“Those of us who are lucky enough to find a letter on the doormat devour the words inside with the appetite of a starving man. Those of us whose doormats remain empty must somehow find the courage to step over them and go out into a world we no longer recognise.” Hazel Gaynor and Heather Webb, LAST CHRISTMAS IN PARIS
August 1914. England is at war. As Evie Elliott watches her brother, Will, and his best friend, Thomas Harding, depart for the front, she believes—as everyone does—that it will be over by Christmas, when the trio plan to celebrate the holiday among the romantic cafes of Paris.
But as history tells us, it all happened so differently…
Evie and Thomas experience a very different war. Frustrated by life as a privileged young lady, Evie longs to play a greater part in the conflict—but how?—and as Thomas struggles with the unimaginable realities of war he also faces personal battles back home where War Office regulations on press reporting cause trouble at his father’s newspaper business. Through their letters, Evie and Thomas share their greatest hopes and fears—and grow ever fonder from afar. Can love flourish amid the horror of the First World War, or will fate intervene?
Christmas 1968. With failing health, Thomas returns to Paris—a cherished packet of letters in hand—determined to lay to rest the ghosts of his past. But one final letter is waiting for him…
If you have had an ache of longing since you finished reading THE GUERNSEY LITERARY AND POTATO PEEL SOCIETY, or since the conclusion of DOWNTON ABBEY, this novel is just the tonic.

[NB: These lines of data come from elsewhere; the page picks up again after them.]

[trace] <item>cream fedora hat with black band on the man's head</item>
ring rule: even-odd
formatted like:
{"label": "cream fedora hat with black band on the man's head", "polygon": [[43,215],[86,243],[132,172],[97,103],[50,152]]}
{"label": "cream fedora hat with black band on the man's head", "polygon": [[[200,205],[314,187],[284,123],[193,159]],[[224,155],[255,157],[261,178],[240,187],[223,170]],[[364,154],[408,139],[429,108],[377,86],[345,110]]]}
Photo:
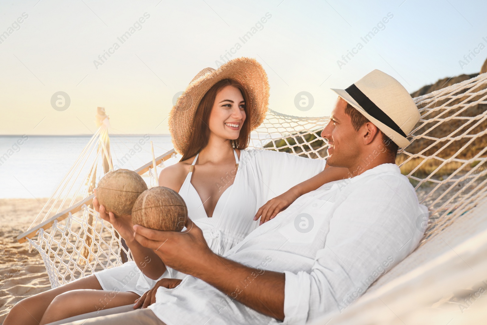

LAST CHRISTMAS IN PARIS: A NOVEL OF WORLD WAR I, is an epistolary novel. Told in letters, telegrams, and newspaper dispatches, the marvelous, tragic, romantic, and fascinating story of Evie and Tom is one for the ages. Readers will not be able to turn the pages fast enough to find out the fates of their beloved characters, all while trying to savor the delightful exchanges.
At turns ebullient and heartbreaking, and often in quick succession, LAST CHRISTMAS IN PARIS is a true gem in historical fiction. Gaynor and Webb wrote the book in their own kind of letter exchange, giving it a special air of authenticity.
This was the first novel I read in 2018, and I’m afraid the bar has been set very high for whatever follows. If you are searching for a book to fall in love with, I cannot recommend LAST CHRISTMAS IN PARIS enough.